Hacker News new | ask | show | jobs
by gwking 186 days ago
I’ve idly wondered about this sort of thing quite a bit. The next step would seem to be taking a project’s implementation dependent tests, converting them to an independent format and verifying them against the original project, then conducting the port.
3 comments

Give coding agent some software. Ask it to write tests that maximise code coverage (source coverage if you have source code; if not, binary coverage). Consider using concolic fuzzing. Then give another agent the generated test suite, and ask it to write an implementation that passes. Automated software cloning. I wonder what results you might get?
> Ask it to write tests that maximise code coverage

That is significantly harder to do than writing an implementation from tests, especially for codebases that previously didn't have any testing infrastructure.

Give a coding agent a codebase with no tests, and tell it to write some, it will - if you don’t tell it which framework to use, it will just pick one. No denying you’ll get much better results if an experienced developer provides it with some prompting on how to test than if you just let it decide for itself.
This is a hilariously naive take.

If you’ve actually tried this, and actually read the results, you’d know this does not work well. It might write a few decent tests but get ready for an impressive number of tests and cases but no real coverage.

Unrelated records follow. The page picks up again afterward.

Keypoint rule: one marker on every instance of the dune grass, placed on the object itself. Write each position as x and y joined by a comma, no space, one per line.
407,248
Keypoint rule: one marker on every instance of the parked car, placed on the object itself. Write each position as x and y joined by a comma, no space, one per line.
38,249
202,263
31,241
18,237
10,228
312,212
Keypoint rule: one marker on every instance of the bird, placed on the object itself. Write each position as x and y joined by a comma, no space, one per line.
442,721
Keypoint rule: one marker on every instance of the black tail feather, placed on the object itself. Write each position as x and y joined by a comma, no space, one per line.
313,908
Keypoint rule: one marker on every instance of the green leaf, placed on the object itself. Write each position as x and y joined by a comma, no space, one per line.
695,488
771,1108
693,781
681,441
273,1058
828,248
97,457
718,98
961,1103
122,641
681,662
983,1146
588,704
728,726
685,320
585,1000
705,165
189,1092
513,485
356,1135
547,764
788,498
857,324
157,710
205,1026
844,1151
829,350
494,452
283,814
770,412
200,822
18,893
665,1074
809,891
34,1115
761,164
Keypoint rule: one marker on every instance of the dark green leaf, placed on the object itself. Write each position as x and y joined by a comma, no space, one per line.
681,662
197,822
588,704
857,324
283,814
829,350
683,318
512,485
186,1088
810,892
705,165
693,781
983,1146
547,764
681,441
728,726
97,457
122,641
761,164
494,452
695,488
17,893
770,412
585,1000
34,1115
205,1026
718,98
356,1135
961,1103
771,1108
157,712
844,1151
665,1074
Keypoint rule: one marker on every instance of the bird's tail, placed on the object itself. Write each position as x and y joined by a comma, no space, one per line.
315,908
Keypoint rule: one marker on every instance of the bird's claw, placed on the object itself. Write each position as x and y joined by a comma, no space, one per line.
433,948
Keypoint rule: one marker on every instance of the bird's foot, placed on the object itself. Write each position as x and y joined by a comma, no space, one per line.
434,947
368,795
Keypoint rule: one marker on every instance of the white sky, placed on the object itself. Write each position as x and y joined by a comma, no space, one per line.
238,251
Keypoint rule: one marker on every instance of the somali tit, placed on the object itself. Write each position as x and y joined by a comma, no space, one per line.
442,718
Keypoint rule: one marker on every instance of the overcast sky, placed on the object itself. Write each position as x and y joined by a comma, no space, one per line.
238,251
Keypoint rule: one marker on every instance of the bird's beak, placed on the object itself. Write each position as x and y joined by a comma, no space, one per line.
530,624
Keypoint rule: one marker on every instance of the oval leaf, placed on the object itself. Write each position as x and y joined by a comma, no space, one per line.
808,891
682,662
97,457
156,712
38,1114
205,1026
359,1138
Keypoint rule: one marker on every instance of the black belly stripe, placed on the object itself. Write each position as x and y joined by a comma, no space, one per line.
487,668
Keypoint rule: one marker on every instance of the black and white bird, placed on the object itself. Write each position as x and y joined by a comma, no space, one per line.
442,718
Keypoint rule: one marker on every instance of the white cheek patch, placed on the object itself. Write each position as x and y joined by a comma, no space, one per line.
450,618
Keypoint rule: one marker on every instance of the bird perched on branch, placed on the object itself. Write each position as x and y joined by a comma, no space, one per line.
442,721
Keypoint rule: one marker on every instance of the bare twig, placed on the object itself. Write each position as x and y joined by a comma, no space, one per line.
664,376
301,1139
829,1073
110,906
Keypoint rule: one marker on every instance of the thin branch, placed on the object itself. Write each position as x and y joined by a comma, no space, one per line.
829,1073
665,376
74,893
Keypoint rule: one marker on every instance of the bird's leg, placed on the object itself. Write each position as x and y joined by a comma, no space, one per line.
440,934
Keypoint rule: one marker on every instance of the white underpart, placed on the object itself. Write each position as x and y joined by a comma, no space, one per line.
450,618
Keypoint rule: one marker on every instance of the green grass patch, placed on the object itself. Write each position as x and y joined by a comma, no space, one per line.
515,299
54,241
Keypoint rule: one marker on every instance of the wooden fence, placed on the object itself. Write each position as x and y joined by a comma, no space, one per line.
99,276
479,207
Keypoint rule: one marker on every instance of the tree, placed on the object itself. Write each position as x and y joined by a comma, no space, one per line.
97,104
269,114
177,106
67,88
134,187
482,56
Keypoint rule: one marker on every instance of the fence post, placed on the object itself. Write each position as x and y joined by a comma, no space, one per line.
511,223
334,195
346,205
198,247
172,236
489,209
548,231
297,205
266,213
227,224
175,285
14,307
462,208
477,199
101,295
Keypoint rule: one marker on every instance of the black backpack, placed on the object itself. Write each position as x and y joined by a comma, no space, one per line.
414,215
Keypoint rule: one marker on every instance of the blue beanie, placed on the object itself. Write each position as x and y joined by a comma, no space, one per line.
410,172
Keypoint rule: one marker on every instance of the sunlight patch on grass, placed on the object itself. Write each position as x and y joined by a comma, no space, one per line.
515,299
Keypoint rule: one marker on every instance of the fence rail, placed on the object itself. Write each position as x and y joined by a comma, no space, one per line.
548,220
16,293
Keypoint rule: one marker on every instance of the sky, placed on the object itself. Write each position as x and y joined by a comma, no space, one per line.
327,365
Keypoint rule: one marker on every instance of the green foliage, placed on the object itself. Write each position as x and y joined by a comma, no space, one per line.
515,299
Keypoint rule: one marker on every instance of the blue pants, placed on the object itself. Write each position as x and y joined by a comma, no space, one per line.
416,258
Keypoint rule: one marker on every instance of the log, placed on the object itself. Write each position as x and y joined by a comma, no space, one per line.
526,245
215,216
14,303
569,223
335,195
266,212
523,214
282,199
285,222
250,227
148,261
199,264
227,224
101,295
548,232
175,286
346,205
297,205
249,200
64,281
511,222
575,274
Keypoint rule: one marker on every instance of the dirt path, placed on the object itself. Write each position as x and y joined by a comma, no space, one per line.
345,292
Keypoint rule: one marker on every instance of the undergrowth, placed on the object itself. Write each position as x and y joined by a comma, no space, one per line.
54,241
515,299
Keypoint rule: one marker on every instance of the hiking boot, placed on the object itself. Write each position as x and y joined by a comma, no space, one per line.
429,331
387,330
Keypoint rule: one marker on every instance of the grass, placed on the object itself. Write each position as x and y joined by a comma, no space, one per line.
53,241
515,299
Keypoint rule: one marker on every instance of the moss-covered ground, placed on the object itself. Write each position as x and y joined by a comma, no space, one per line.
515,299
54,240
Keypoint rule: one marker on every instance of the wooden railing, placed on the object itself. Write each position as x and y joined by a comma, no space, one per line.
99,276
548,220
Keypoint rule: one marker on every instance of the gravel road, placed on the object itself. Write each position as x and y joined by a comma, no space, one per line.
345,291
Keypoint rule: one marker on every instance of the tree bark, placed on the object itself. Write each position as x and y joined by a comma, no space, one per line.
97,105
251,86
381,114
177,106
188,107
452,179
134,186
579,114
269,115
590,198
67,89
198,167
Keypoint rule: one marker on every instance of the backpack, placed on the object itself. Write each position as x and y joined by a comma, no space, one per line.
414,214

I did this literally 2 days ago and it churned for a while and spit out hundreds of tests! Great news right? Well, no, they did stupid things like “Create an instance of the class (new MyClass), now make sure it’s the right class type”. It also created multiple tests that created maps then asserted the values existed and matched… matched the maps it created in the test… without ever touching the underlying code it was supposed to be testing.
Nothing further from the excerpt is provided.